From this Reuters article, writers Myra MacDonald and Kamran Haider give us a few examples.
Muzamel is just five days old and sleeps peacefully under a makeshift mosquito net, blissfully unaware that her family home is now an island, still surrounded by water one month after the floods hit.
It is a half-hour journey by army motor boat to reach the village of Kot Bodla, across a giant lake which has submerged the family's livelihood -- its cotton and wheat fields -- below five or six feet of water.
Since the floods came, the 30 or so people in the extended family who live here have been cut off, living off their animals and what stocks of food they had, and crowding into the buildings which were not destroyed or dangerously damaged.
"The water came in the night. It was raining," says Lal Bai, the baby's grandmother. "One by one, houses began to collapse. I was so scared and worried about the children; I thought the water was going to come and wash them away. We moved the children from room to room to save their lives.
Since then, nobody has come to help them.
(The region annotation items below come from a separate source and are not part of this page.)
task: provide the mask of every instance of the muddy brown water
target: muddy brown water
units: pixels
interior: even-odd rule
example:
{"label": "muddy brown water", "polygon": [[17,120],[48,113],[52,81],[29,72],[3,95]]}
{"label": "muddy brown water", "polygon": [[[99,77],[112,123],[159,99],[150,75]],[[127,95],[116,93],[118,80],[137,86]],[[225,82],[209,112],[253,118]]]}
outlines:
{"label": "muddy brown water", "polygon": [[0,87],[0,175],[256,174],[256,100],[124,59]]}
Here in Rajanpur district of south Punjab, some 700,000 people fled their homes. With many of the people who fled stranded on embankments with nothing, the army says it had to give priority to the homeless.
Lal Bai's daughter gave birth without hope of medical help - a girl who now sleeps tightly bound in a green scarf, three black dots smeared on her forehead to keep away evil spirits.
Her family has little idea what the future holds after such terrible floods -- even in all the stories of their ancestors they had heard of nothing like this.
They know the immediate future will be hard. The cotton was just three weeks away from being picked when the floods hit. They do not expect to be able to sow wheat in the winter. They do not have enough food for their goats, sheep and buffalo.